Hasta que finalmente,  en las instalaciones de los laboratorios Bell hace 70 años, los tres inventores lograron concretar sus conocimientos y aplicarlos en la construcción final de este aparato completamente revolucionario.  La patente se obtuvo no por la construcción del transistor, ya que la idea no era nueva como tal, sino por el desarrollo del primer transistor de contacto de punto, invento que los haría ganar en el 56 el premio Nobel de Física.

¿Va a evolucionar?

Los avances científicos por desarrollar transistores cada vez más pequeños e invisibles, son mayores.
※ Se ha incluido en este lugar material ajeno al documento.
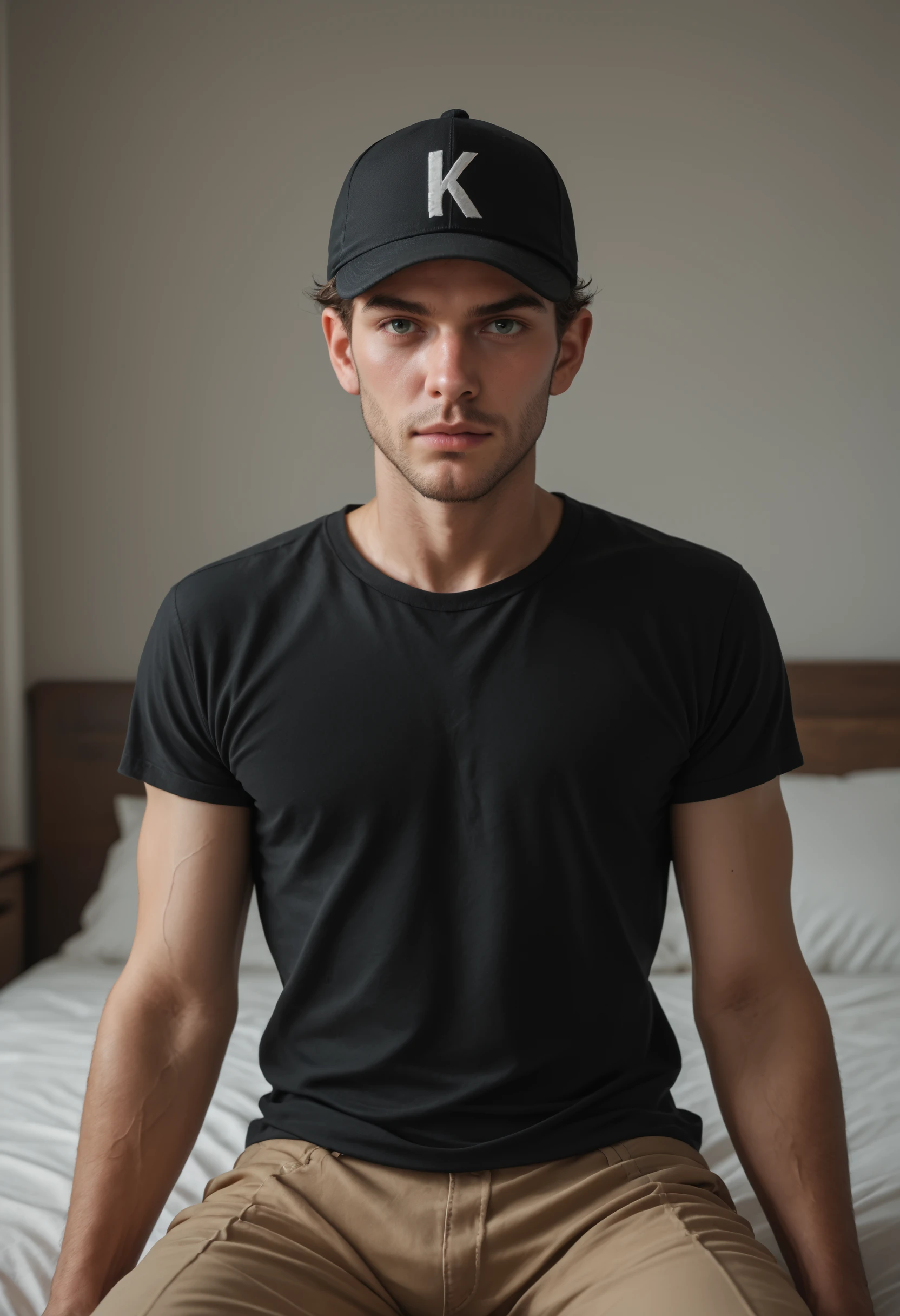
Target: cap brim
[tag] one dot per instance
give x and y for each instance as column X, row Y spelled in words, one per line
column 539, row 274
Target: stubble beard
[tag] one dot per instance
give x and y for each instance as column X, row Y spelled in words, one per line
column 448, row 479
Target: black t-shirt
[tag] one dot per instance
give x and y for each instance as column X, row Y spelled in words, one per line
column 461, row 821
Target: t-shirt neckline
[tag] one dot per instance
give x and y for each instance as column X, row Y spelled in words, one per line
column 336, row 531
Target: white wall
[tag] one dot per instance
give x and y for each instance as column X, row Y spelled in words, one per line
column 733, row 173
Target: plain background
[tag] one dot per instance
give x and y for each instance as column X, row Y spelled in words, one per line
column 732, row 166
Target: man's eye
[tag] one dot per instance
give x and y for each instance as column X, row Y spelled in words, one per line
column 506, row 327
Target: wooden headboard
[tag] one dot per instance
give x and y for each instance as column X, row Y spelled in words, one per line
column 848, row 718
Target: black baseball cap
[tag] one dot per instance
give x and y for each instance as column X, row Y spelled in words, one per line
column 454, row 187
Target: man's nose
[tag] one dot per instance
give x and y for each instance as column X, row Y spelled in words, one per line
column 451, row 370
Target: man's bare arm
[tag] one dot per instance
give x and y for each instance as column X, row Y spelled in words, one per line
column 161, row 1041
column 767, row 1037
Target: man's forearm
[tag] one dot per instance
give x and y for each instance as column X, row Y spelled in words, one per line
column 776, row 1076
column 151, row 1077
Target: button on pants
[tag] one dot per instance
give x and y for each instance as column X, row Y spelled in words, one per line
column 636, row 1229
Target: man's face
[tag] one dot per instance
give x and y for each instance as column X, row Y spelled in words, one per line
column 454, row 363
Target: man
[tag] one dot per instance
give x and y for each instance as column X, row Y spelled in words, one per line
column 455, row 735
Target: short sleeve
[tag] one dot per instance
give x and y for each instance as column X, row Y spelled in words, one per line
column 169, row 741
column 746, row 732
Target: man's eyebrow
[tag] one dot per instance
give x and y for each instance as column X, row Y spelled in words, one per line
column 385, row 303
column 521, row 302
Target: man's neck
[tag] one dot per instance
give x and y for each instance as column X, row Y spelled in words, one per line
column 446, row 548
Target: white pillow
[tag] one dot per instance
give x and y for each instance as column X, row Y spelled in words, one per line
column 110, row 918
column 846, row 876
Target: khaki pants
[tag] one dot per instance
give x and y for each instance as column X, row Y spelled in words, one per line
column 633, row 1229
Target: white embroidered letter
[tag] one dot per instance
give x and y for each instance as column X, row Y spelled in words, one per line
column 437, row 186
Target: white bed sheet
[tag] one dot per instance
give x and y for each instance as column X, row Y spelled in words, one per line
column 49, row 1018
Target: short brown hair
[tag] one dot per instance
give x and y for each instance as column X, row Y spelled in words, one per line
column 579, row 297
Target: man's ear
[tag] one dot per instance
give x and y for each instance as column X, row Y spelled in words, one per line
column 339, row 349
column 572, row 352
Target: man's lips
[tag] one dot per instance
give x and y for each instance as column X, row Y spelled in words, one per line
column 452, row 440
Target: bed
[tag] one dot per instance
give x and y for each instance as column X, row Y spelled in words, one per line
column 849, row 723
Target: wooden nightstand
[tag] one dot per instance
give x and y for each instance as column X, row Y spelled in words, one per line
column 14, row 870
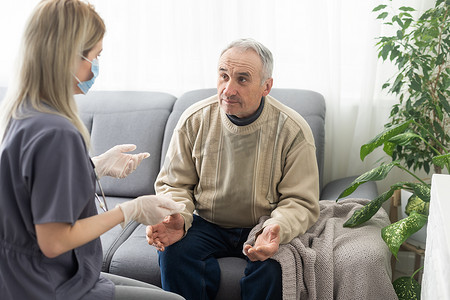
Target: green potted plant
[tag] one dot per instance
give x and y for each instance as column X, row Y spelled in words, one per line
column 416, row 137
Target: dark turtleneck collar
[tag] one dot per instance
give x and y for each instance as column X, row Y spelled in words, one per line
column 248, row 120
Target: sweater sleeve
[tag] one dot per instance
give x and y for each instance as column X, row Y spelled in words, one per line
column 298, row 206
column 178, row 175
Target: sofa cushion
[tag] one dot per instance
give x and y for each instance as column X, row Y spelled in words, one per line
column 139, row 120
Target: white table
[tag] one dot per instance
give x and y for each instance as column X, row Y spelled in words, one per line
column 436, row 275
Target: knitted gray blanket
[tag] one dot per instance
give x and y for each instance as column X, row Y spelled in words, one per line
column 333, row 262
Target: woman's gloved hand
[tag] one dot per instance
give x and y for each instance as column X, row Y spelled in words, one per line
column 150, row 209
column 116, row 163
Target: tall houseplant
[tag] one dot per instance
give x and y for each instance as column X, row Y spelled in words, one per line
column 416, row 137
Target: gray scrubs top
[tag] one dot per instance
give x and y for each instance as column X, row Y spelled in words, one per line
column 46, row 175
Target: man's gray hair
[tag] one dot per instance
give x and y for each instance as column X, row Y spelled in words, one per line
column 263, row 52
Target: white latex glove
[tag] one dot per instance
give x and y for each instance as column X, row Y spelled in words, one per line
column 116, row 163
column 150, row 209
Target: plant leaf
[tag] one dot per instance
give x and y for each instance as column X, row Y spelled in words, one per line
column 421, row 190
column 383, row 137
column 403, row 139
column 395, row 234
column 441, row 160
column 367, row 211
column 382, row 15
column 418, row 205
column 407, row 288
column 375, row 174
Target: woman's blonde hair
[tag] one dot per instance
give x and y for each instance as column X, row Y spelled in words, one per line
column 56, row 35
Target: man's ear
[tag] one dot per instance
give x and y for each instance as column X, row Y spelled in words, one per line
column 267, row 86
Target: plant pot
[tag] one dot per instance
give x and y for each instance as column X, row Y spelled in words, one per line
column 417, row 239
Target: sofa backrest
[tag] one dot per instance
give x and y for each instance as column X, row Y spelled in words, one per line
column 309, row 104
column 148, row 119
column 127, row 117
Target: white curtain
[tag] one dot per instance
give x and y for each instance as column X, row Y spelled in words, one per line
column 173, row 46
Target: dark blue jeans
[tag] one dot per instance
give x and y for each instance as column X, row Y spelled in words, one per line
column 190, row 268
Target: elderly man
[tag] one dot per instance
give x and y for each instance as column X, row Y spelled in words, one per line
column 234, row 158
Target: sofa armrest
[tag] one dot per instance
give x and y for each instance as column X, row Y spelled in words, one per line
column 334, row 188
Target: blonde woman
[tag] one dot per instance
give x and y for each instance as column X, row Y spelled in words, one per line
column 49, row 226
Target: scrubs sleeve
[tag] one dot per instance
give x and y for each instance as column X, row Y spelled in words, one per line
column 59, row 176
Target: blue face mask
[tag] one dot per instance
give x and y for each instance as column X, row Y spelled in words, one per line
column 86, row 85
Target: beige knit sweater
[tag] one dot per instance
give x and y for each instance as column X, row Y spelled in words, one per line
column 232, row 175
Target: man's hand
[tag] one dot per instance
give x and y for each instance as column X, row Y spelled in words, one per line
column 266, row 244
column 164, row 234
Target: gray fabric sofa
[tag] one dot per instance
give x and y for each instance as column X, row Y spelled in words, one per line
column 147, row 119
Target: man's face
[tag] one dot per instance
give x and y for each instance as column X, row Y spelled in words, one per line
column 239, row 82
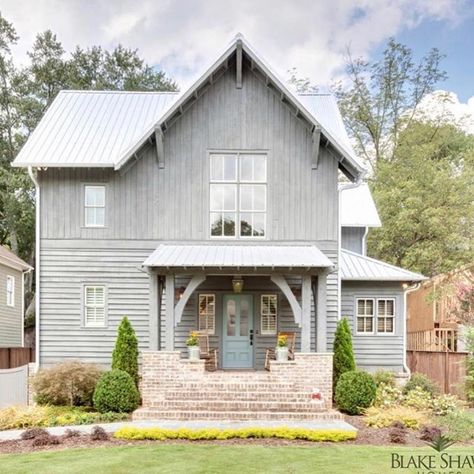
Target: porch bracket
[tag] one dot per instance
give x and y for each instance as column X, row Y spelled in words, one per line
column 196, row 280
column 281, row 282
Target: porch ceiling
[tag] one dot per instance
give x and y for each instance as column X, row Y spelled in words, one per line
column 220, row 256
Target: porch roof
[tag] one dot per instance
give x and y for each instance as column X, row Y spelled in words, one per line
column 237, row 256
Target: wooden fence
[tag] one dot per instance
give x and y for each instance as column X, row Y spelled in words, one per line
column 446, row 368
column 11, row 357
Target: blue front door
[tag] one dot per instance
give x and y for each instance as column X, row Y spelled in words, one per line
column 237, row 348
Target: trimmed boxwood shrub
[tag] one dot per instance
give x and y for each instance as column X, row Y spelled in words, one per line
column 355, row 391
column 116, row 391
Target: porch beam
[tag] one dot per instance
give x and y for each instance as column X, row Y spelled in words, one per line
column 306, row 314
column 321, row 313
column 281, row 282
column 196, row 280
column 169, row 320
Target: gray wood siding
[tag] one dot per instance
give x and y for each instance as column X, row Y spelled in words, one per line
column 11, row 318
column 378, row 351
column 352, row 238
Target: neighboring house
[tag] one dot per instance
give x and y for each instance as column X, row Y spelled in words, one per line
column 432, row 320
column 12, row 281
column 214, row 210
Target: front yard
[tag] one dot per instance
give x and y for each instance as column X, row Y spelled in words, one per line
column 213, row 458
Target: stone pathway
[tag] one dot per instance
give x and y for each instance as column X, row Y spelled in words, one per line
column 194, row 424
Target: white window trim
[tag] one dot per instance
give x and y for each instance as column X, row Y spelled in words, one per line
column 238, row 182
column 84, row 306
column 374, row 316
column 394, row 317
column 207, row 331
column 12, row 303
column 267, row 332
column 86, row 206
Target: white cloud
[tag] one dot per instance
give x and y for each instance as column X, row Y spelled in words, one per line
column 182, row 36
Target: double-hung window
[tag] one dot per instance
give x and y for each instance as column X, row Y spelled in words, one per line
column 238, row 195
column 94, row 205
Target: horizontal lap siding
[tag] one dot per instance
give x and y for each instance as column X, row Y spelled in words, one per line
column 376, row 351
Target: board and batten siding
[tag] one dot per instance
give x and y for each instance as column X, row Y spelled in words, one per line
column 11, row 318
column 375, row 351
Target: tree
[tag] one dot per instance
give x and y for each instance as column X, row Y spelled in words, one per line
column 425, row 197
column 343, row 359
column 125, row 355
column 379, row 99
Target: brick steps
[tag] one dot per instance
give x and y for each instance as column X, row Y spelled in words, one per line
column 158, row 414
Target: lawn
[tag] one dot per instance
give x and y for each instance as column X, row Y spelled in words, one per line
column 208, row 458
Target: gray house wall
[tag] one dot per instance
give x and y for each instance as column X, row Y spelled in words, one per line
column 11, row 318
column 375, row 351
column 147, row 205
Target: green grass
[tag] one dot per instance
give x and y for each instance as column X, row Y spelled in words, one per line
column 208, row 458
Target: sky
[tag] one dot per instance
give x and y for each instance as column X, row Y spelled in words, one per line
column 183, row 37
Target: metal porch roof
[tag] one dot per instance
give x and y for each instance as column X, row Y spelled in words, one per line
column 241, row 256
column 357, row 267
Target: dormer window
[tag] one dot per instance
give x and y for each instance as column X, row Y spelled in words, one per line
column 238, row 195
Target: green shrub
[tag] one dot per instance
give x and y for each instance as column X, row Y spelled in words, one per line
column 161, row 434
column 116, row 392
column 67, row 383
column 423, row 382
column 355, row 391
column 343, row 360
column 125, row 354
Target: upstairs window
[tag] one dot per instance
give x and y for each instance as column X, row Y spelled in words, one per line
column 10, row 290
column 94, row 205
column 238, row 195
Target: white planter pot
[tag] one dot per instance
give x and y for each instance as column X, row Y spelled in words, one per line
column 194, row 353
column 281, row 354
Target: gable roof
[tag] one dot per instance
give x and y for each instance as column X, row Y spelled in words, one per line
column 358, row 207
column 9, row 259
column 358, row 267
column 106, row 128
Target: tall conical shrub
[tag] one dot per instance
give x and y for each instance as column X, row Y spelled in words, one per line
column 343, row 354
column 125, row 355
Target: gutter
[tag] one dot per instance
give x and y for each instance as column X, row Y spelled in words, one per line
column 33, row 178
column 408, row 290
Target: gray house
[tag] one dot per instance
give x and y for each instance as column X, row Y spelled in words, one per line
column 214, row 210
column 12, row 311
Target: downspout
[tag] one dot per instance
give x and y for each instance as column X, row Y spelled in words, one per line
column 408, row 290
column 37, row 264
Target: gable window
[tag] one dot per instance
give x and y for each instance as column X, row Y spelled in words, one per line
column 365, row 316
column 94, row 305
column 10, row 290
column 268, row 314
column 238, row 195
column 94, row 205
column 207, row 314
column 386, row 315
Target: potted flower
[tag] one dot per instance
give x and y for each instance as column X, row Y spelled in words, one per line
column 193, row 346
column 282, row 348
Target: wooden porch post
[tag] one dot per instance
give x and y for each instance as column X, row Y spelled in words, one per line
column 169, row 320
column 321, row 313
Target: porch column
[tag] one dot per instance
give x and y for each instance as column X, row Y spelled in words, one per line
column 321, row 313
column 169, row 319
column 306, row 314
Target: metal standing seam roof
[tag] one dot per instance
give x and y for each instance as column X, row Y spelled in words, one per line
column 243, row 256
column 358, row 208
column 361, row 268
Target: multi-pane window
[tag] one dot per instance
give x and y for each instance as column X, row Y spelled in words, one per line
column 10, row 290
column 94, row 306
column 238, row 195
column 365, row 315
column 268, row 314
column 94, row 205
column 385, row 315
column 207, row 313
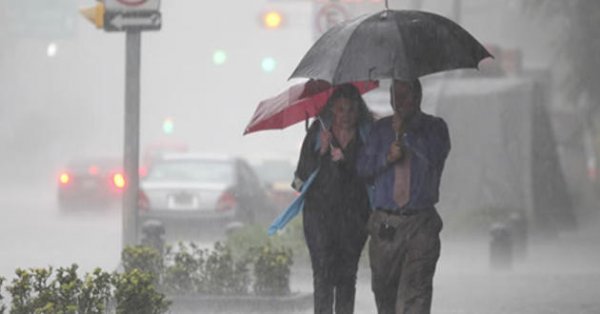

Sin embargo, Reynolds afirma que el futuro de estos conductores eléctricos está encaminado hacia la biología, más exactamente con uno que sea de carácter biológico, el cual tendría la capacidad de curar enfermedades que hoy por hoy no lo son, hacer monitores del cuerpo y mejorar la calidad de vida de los seres humanos. “Podríamos curar el cáncer,  enfermedades huérfanas, investigar y conocer lo desconocido que hay dentro del cuerpo del hombre”, sostiene.

Entonces, lo que se ve en las historias de ciencia ficción sobre la medicina en el hombre podría convertirse en realidad, con el desarrollo de éste, construido a partir de las células del cuerpo, alimentado no por medio de energía, sino de nutrientes orgánicos, pero con la capacidad de responder a un sistema externo de análisis electrónico.  

El ingeniero colombiano dijo también que “podríamos construir un marcapasos biológico, ¡hacía allá vamos!”, a lo que agregó: “Si en Colombia lo pudiéramos desarrollar, sería un hito histórico para el mundo”.

Este experto, reconocido por la invención del primer marcapasos externo con electrodos internos, invento que ha logrado salvar más de 78 millones de vida, construyó una de las réplicas más exactas a la de 1947. También está trabajando en un libro recopilatorio sobre la historia de este invento que transformó el mundo.